A performance bond is a bond that is also usually obtained by the general contractor as a requirement of the owner.  The performance bond is a security for the owner against the general contractor's non-performance.  If the work performed by the contractor is defective or deficient it is usually something that will be covered under the performance bond.  Likewise if the general contractor simply does not or cannot complete the project the performance bond protects the owner against the failure to perform.  The surety that issued the performance bond will usually hire someone else to come in and correct the defective work or complete the project. 

Mechanic's Lien Discharge Bonds

When a mechanic's lien is place on a piece of property one way to remove the lien is to obtain a mechanic's lien discharge bond.  A mechanic's lien discharge bond is obtained from a surety and by statute will be 110% of the amount of the mechanic's lien.   Essentially the mechanic's lien is removed from the real property and attached to the mechanic's lien discharge bond. 

Maintenance Bonds

Maintenance bonds are bonds that more or less guarantee the construction work for a period of time.  For example, the bond may provide that if an item fails the contractor will come back and repair it free of cost.  If the contractor does not do so, and should have done so, the surety that issued the maintenance bond will hire someone to correct the issue. 

Bid Bonds

A bid bond is usually seen on public projects.  Every contractor submitting a bid on the contract is required to include a bid bond.  A bid bond protects the owner against financial loss if the bidder (the contractor) withdraws the bid or does not enter into a contract for the project if the bid is won. 

Vincent T. Pallaci is a partner at the New York law firm of Kushnick Pallaci, PLLC where his practice focuses primarily on the area of construction law.  He can be reached at (631) 752-7100 or


  1. There are also completion bonds, which can be likened to a performance bond on steroids. While performance and payment bonds are vitiated by an Owner default, completion bonds are _triggered_ by an Owner default. I have used these when the ground lessee under a long-term ground lease wants to demolish and reconstruct the building. So long as the plans are approved, and the ground lessor has a completion bond that is financially sound and exercises some due diligence to make sure the contractor actually builds the replacement building, the fee owner should be safe.

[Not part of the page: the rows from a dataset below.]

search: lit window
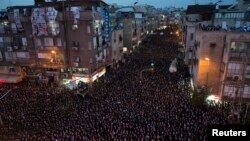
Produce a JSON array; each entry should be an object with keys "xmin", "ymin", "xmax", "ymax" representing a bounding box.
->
[
  {"xmin": 72, "ymin": 24, "xmax": 78, "ymax": 30},
  {"xmin": 87, "ymin": 25, "xmax": 91, "ymax": 33},
  {"xmin": 48, "ymin": 21, "xmax": 60, "ymax": 36},
  {"xmin": 210, "ymin": 43, "xmax": 216, "ymax": 48}
]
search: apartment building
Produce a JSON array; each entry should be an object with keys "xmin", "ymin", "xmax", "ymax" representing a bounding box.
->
[
  {"xmin": 108, "ymin": 28, "xmax": 123, "ymax": 68},
  {"xmin": 0, "ymin": 0, "xmax": 110, "ymax": 83},
  {"xmin": 185, "ymin": 0, "xmax": 250, "ymax": 102},
  {"xmin": 116, "ymin": 9, "xmax": 137, "ymax": 52},
  {"xmin": 194, "ymin": 30, "xmax": 250, "ymax": 97},
  {"xmin": 184, "ymin": 4, "xmax": 215, "ymax": 66}
]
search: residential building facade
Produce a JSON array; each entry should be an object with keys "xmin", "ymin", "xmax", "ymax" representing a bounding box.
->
[
  {"xmin": 0, "ymin": 0, "xmax": 110, "ymax": 83},
  {"xmin": 184, "ymin": 0, "xmax": 250, "ymax": 102}
]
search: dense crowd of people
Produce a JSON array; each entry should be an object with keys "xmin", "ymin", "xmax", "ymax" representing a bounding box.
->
[
  {"xmin": 199, "ymin": 24, "xmax": 250, "ymax": 32},
  {"xmin": 0, "ymin": 27, "xmax": 234, "ymax": 141}
]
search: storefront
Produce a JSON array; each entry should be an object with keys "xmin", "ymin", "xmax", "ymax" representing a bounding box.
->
[{"xmin": 63, "ymin": 67, "xmax": 106, "ymax": 89}]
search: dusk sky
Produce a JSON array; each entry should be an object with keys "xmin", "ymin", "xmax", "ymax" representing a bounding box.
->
[{"xmin": 1, "ymin": 0, "xmax": 236, "ymax": 10}]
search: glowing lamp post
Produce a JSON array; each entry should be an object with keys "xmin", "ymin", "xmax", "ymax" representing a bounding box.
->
[{"xmin": 50, "ymin": 50, "xmax": 57, "ymax": 64}]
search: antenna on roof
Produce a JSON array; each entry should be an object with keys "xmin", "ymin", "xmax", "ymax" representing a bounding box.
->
[
  {"xmin": 195, "ymin": 0, "xmax": 198, "ymax": 5},
  {"xmin": 215, "ymin": 0, "xmax": 223, "ymax": 5},
  {"xmin": 9, "ymin": 0, "xmax": 12, "ymax": 7}
]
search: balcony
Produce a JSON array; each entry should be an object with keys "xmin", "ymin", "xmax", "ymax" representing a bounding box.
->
[
  {"xmin": 66, "ymin": 11, "xmax": 103, "ymax": 21},
  {"xmin": 229, "ymin": 52, "xmax": 248, "ymax": 62}
]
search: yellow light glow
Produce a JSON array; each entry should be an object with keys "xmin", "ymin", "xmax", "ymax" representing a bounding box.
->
[
  {"xmin": 206, "ymin": 95, "xmax": 221, "ymax": 103},
  {"xmin": 205, "ymin": 58, "xmax": 210, "ymax": 61},
  {"xmin": 51, "ymin": 50, "xmax": 56, "ymax": 54}
]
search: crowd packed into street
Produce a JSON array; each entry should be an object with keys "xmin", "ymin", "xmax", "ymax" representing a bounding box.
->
[
  {"xmin": 198, "ymin": 24, "xmax": 250, "ymax": 32},
  {"xmin": 0, "ymin": 27, "xmax": 233, "ymax": 141}
]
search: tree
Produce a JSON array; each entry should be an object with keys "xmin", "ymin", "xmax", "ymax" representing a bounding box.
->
[{"xmin": 191, "ymin": 88, "xmax": 210, "ymax": 107}]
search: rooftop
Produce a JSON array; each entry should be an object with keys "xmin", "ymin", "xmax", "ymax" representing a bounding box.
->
[{"xmin": 186, "ymin": 5, "xmax": 216, "ymax": 14}]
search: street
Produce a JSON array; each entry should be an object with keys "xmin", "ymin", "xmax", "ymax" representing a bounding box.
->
[{"xmin": 0, "ymin": 26, "xmax": 231, "ymax": 141}]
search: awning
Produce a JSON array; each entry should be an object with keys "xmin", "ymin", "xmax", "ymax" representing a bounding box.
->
[{"xmin": 0, "ymin": 74, "xmax": 23, "ymax": 84}]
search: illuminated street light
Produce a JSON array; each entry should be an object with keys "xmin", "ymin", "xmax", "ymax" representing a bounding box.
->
[{"xmin": 51, "ymin": 50, "xmax": 56, "ymax": 54}]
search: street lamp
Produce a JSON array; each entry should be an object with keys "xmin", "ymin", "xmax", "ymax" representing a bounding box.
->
[
  {"xmin": 205, "ymin": 57, "xmax": 210, "ymax": 87},
  {"xmin": 51, "ymin": 50, "xmax": 55, "ymax": 54},
  {"xmin": 50, "ymin": 50, "xmax": 57, "ymax": 63}
]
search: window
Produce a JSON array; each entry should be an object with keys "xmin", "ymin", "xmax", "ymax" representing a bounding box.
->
[
  {"xmin": 231, "ymin": 42, "xmax": 244, "ymax": 52},
  {"xmin": 48, "ymin": 21, "xmax": 60, "ymax": 36},
  {"xmin": 88, "ymin": 42, "xmax": 92, "ymax": 50},
  {"xmin": 0, "ymin": 52, "xmax": 2, "ymax": 60},
  {"xmin": 75, "ymin": 57, "xmax": 80, "ymax": 62},
  {"xmin": 4, "ymin": 37, "xmax": 11, "ymax": 43},
  {"xmin": 11, "ymin": 23, "xmax": 17, "ymax": 33},
  {"xmin": 246, "ymin": 66, "xmax": 250, "ymax": 75},
  {"xmin": 190, "ymin": 33, "xmax": 194, "ymax": 41},
  {"xmin": 0, "ymin": 37, "xmax": 3, "ymax": 47},
  {"xmin": 5, "ymin": 52, "xmax": 14, "ymax": 60},
  {"xmin": 227, "ymin": 63, "xmax": 241, "ymax": 76},
  {"xmin": 12, "ymin": 37, "xmax": 22, "ymax": 47},
  {"xmin": 242, "ymin": 13, "xmax": 245, "ymax": 18},
  {"xmin": 73, "ymin": 41, "xmax": 79, "ymax": 47},
  {"xmin": 89, "ymin": 58, "xmax": 93, "ymax": 64},
  {"xmin": 224, "ymin": 85, "xmax": 236, "ymax": 97},
  {"xmin": 215, "ymin": 13, "xmax": 221, "ymax": 19},
  {"xmin": 119, "ymin": 35, "xmax": 123, "ymax": 42},
  {"xmin": 44, "ymin": 38, "xmax": 54, "ymax": 46},
  {"xmin": 16, "ymin": 52, "xmax": 30, "ymax": 58},
  {"xmin": 93, "ymin": 37, "xmax": 97, "ymax": 49},
  {"xmin": 0, "ymin": 24, "xmax": 4, "ymax": 33},
  {"xmin": 56, "ymin": 38, "xmax": 62, "ymax": 47},
  {"xmin": 87, "ymin": 25, "xmax": 91, "ymax": 33},
  {"xmin": 36, "ymin": 38, "xmax": 42, "ymax": 46},
  {"xmin": 9, "ymin": 67, "xmax": 16, "ymax": 73},
  {"xmin": 72, "ymin": 24, "xmax": 78, "ymax": 30},
  {"xmin": 243, "ymin": 86, "xmax": 250, "ymax": 96},
  {"xmin": 210, "ymin": 42, "xmax": 216, "ymax": 48},
  {"xmin": 37, "ymin": 53, "xmax": 51, "ymax": 59},
  {"xmin": 22, "ymin": 38, "xmax": 27, "ymax": 46}
]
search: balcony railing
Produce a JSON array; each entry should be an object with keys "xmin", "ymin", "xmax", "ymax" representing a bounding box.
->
[{"xmin": 229, "ymin": 52, "xmax": 248, "ymax": 62}]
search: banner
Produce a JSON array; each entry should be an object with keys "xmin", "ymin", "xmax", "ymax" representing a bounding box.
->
[
  {"xmin": 103, "ymin": 10, "xmax": 110, "ymax": 41},
  {"xmin": 71, "ymin": 7, "xmax": 80, "ymax": 24},
  {"xmin": 13, "ymin": 9, "xmax": 24, "ymax": 31},
  {"xmin": 46, "ymin": 7, "xmax": 58, "ymax": 21},
  {"xmin": 31, "ymin": 8, "xmax": 48, "ymax": 36}
]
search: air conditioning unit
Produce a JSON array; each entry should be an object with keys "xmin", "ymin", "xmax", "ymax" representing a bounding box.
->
[
  {"xmin": 13, "ymin": 46, "xmax": 18, "ymax": 50},
  {"xmin": 7, "ymin": 46, "xmax": 13, "ymax": 52},
  {"xmin": 233, "ymin": 75, "xmax": 242, "ymax": 81},
  {"xmin": 22, "ymin": 46, "xmax": 27, "ymax": 51},
  {"xmin": 72, "ymin": 47, "xmax": 78, "ymax": 51},
  {"xmin": 73, "ymin": 62, "xmax": 79, "ymax": 67},
  {"xmin": 75, "ymin": 57, "xmax": 80, "ymax": 62}
]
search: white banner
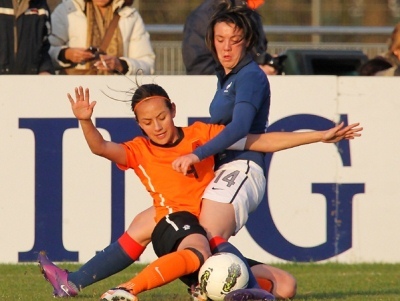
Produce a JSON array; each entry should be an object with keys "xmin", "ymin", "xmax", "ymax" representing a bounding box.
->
[{"xmin": 0, "ymin": 75, "xmax": 398, "ymax": 264}]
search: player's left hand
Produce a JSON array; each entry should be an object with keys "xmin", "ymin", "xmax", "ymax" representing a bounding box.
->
[
  {"xmin": 322, "ymin": 122, "xmax": 363, "ymax": 143},
  {"xmin": 172, "ymin": 154, "xmax": 200, "ymax": 175}
]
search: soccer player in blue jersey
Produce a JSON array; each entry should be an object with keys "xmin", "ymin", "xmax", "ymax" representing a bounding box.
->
[{"xmin": 172, "ymin": 2, "xmax": 284, "ymax": 300}]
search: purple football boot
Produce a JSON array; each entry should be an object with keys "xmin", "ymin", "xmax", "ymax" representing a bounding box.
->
[
  {"xmin": 38, "ymin": 251, "xmax": 79, "ymax": 297},
  {"xmin": 224, "ymin": 288, "xmax": 275, "ymax": 301}
]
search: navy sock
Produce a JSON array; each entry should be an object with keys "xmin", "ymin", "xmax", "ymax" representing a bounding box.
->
[
  {"xmin": 211, "ymin": 238, "xmax": 260, "ymax": 289},
  {"xmin": 68, "ymin": 241, "xmax": 135, "ymax": 289}
]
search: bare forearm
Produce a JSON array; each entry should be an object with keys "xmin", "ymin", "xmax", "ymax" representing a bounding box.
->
[
  {"xmin": 79, "ymin": 119, "xmax": 107, "ymax": 155},
  {"xmin": 245, "ymin": 131, "xmax": 323, "ymax": 153}
]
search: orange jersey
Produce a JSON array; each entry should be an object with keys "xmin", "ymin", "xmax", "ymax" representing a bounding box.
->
[{"xmin": 118, "ymin": 122, "xmax": 225, "ymax": 223}]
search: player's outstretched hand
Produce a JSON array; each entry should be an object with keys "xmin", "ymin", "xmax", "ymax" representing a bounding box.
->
[
  {"xmin": 172, "ymin": 154, "xmax": 200, "ymax": 175},
  {"xmin": 67, "ymin": 86, "xmax": 97, "ymax": 120},
  {"xmin": 322, "ymin": 122, "xmax": 363, "ymax": 143}
]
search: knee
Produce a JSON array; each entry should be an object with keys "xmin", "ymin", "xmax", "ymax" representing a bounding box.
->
[
  {"xmin": 186, "ymin": 246, "xmax": 211, "ymax": 267},
  {"xmin": 275, "ymin": 273, "xmax": 297, "ymax": 299},
  {"xmin": 194, "ymin": 244, "xmax": 212, "ymax": 263}
]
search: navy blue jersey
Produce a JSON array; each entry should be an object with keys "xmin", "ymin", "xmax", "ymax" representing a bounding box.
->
[{"xmin": 193, "ymin": 54, "xmax": 270, "ymax": 172}]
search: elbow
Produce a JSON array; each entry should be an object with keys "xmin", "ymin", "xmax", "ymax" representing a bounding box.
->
[{"xmin": 89, "ymin": 145, "xmax": 105, "ymax": 156}]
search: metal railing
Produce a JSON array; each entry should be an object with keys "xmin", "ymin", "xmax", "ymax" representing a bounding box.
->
[
  {"xmin": 149, "ymin": 25, "xmax": 391, "ymax": 75},
  {"xmin": 147, "ymin": 25, "xmax": 394, "ymax": 35},
  {"xmin": 151, "ymin": 41, "xmax": 388, "ymax": 75}
]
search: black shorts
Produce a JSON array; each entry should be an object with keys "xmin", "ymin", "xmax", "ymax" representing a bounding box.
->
[{"xmin": 151, "ymin": 211, "xmax": 207, "ymax": 258}]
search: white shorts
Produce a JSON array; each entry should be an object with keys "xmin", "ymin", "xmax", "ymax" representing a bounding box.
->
[{"xmin": 202, "ymin": 160, "xmax": 266, "ymax": 234}]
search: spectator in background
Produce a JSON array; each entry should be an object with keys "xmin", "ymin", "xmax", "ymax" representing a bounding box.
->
[
  {"xmin": 0, "ymin": 0, "xmax": 54, "ymax": 74},
  {"xmin": 49, "ymin": 0, "xmax": 155, "ymax": 75},
  {"xmin": 377, "ymin": 22, "xmax": 400, "ymax": 76},
  {"xmin": 182, "ymin": 0, "xmax": 282, "ymax": 76},
  {"xmin": 361, "ymin": 23, "xmax": 400, "ymax": 76}
]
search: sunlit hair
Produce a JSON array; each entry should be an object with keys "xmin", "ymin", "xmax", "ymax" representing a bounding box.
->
[
  {"xmin": 389, "ymin": 22, "xmax": 400, "ymax": 53},
  {"xmin": 101, "ymin": 72, "xmax": 172, "ymax": 119},
  {"xmin": 205, "ymin": 0, "xmax": 260, "ymax": 61},
  {"xmin": 131, "ymin": 83, "xmax": 172, "ymax": 117}
]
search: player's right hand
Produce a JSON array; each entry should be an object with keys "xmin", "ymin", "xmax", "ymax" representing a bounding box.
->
[{"xmin": 67, "ymin": 86, "xmax": 97, "ymax": 120}]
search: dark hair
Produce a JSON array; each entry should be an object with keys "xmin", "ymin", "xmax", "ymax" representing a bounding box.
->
[
  {"xmin": 205, "ymin": 0, "xmax": 260, "ymax": 60},
  {"xmin": 131, "ymin": 83, "xmax": 172, "ymax": 115}
]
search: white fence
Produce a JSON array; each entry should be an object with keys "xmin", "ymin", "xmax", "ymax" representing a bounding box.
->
[{"xmin": 0, "ymin": 75, "xmax": 399, "ymax": 264}]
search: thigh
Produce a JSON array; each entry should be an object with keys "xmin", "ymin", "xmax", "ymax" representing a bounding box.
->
[
  {"xmin": 126, "ymin": 206, "xmax": 156, "ymax": 246},
  {"xmin": 199, "ymin": 199, "xmax": 236, "ymax": 240},
  {"xmin": 202, "ymin": 160, "xmax": 266, "ymax": 235}
]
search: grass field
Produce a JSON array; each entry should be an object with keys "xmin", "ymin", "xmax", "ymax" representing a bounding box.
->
[{"xmin": 1, "ymin": 262, "xmax": 399, "ymax": 300}]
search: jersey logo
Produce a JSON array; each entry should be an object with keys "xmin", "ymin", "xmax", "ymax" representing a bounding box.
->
[
  {"xmin": 183, "ymin": 224, "xmax": 191, "ymax": 230},
  {"xmin": 224, "ymin": 81, "xmax": 233, "ymax": 93}
]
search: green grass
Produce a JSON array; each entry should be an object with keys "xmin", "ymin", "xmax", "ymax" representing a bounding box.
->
[{"xmin": 1, "ymin": 263, "xmax": 399, "ymax": 300}]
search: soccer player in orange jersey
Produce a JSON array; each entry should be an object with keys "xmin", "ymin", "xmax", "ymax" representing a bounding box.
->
[{"xmin": 38, "ymin": 83, "xmax": 361, "ymax": 301}]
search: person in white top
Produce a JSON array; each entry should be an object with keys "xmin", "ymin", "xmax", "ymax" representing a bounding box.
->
[{"xmin": 49, "ymin": 0, "xmax": 155, "ymax": 75}]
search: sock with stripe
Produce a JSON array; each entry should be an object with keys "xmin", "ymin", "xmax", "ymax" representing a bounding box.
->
[
  {"xmin": 209, "ymin": 236, "xmax": 260, "ymax": 289},
  {"xmin": 245, "ymin": 257, "xmax": 274, "ymax": 293},
  {"xmin": 120, "ymin": 248, "xmax": 202, "ymax": 295},
  {"xmin": 68, "ymin": 232, "xmax": 145, "ymax": 289}
]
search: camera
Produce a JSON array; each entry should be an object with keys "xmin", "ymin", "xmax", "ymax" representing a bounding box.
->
[{"xmin": 80, "ymin": 46, "xmax": 106, "ymax": 64}]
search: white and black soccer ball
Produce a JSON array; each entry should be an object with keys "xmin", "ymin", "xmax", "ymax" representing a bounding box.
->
[{"xmin": 198, "ymin": 252, "xmax": 249, "ymax": 301}]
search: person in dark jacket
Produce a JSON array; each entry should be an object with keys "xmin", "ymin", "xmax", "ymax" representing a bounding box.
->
[
  {"xmin": 182, "ymin": 0, "xmax": 280, "ymax": 75},
  {"xmin": 0, "ymin": 0, "xmax": 54, "ymax": 74}
]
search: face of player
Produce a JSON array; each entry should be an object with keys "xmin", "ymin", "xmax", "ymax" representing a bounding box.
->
[
  {"xmin": 136, "ymin": 97, "xmax": 179, "ymax": 145},
  {"xmin": 213, "ymin": 22, "xmax": 248, "ymax": 74}
]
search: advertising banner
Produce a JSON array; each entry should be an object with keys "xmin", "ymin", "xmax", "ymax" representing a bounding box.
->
[{"xmin": 0, "ymin": 75, "xmax": 398, "ymax": 263}]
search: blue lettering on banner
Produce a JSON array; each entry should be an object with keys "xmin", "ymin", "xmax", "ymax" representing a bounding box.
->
[
  {"xmin": 246, "ymin": 114, "xmax": 365, "ymax": 262},
  {"xmin": 18, "ymin": 118, "xmax": 141, "ymax": 262},
  {"xmin": 18, "ymin": 118, "xmax": 79, "ymax": 261},
  {"xmin": 17, "ymin": 115, "xmax": 364, "ymax": 262}
]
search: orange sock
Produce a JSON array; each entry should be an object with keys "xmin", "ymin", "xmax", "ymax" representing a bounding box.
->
[
  {"xmin": 119, "ymin": 249, "xmax": 201, "ymax": 295},
  {"xmin": 257, "ymin": 277, "xmax": 274, "ymax": 293}
]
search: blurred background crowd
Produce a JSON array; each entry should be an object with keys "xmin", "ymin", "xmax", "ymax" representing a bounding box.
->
[
  {"xmin": 3, "ymin": 0, "xmax": 400, "ymax": 75},
  {"xmin": 101, "ymin": 0, "xmax": 400, "ymax": 75}
]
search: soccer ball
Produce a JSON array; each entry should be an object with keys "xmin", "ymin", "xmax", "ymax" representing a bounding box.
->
[{"xmin": 198, "ymin": 252, "xmax": 249, "ymax": 301}]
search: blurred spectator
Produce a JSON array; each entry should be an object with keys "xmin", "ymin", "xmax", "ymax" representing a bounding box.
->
[
  {"xmin": 359, "ymin": 23, "xmax": 400, "ymax": 76},
  {"xmin": 0, "ymin": 0, "xmax": 54, "ymax": 74},
  {"xmin": 49, "ymin": 0, "xmax": 155, "ymax": 75},
  {"xmin": 182, "ymin": 0, "xmax": 282, "ymax": 76},
  {"xmin": 373, "ymin": 22, "xmax": 400, "ymax": 76},
  {"xmin": 358, "ymin": 56, "xmax": 393, "ymax": 76}
]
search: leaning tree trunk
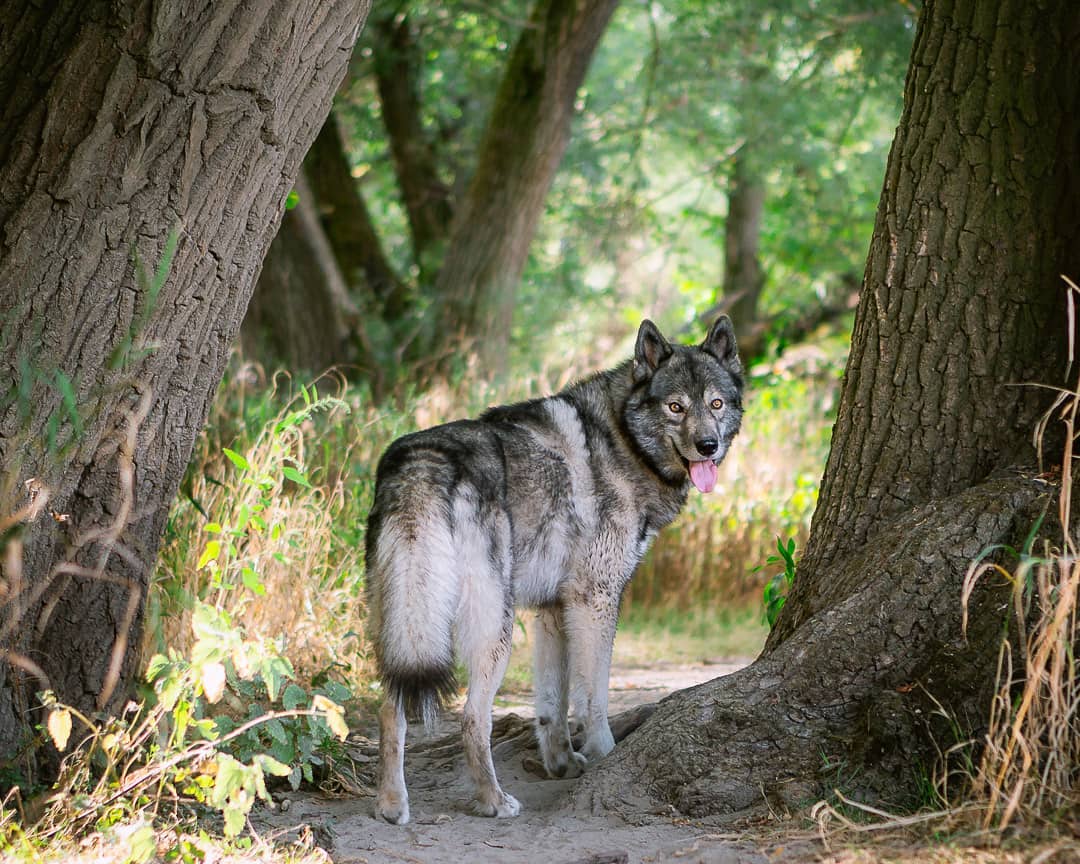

  2. with regards to a contractor's Performance bond is there any examples of the owner hiring a firm to complete a construction project, rather than allowing the surety/bonding company to hire a replacement contractor?

  3. There certainly are those situations but whether the surety is then liable for the cost of the completion is a different story. You have to read the terms of the performance bond to see what the owner's rights and obligations are and what the surety's rights and obligations are. Why would the owner want to hire a contractor separately if the surety is agreeing to handle the completion?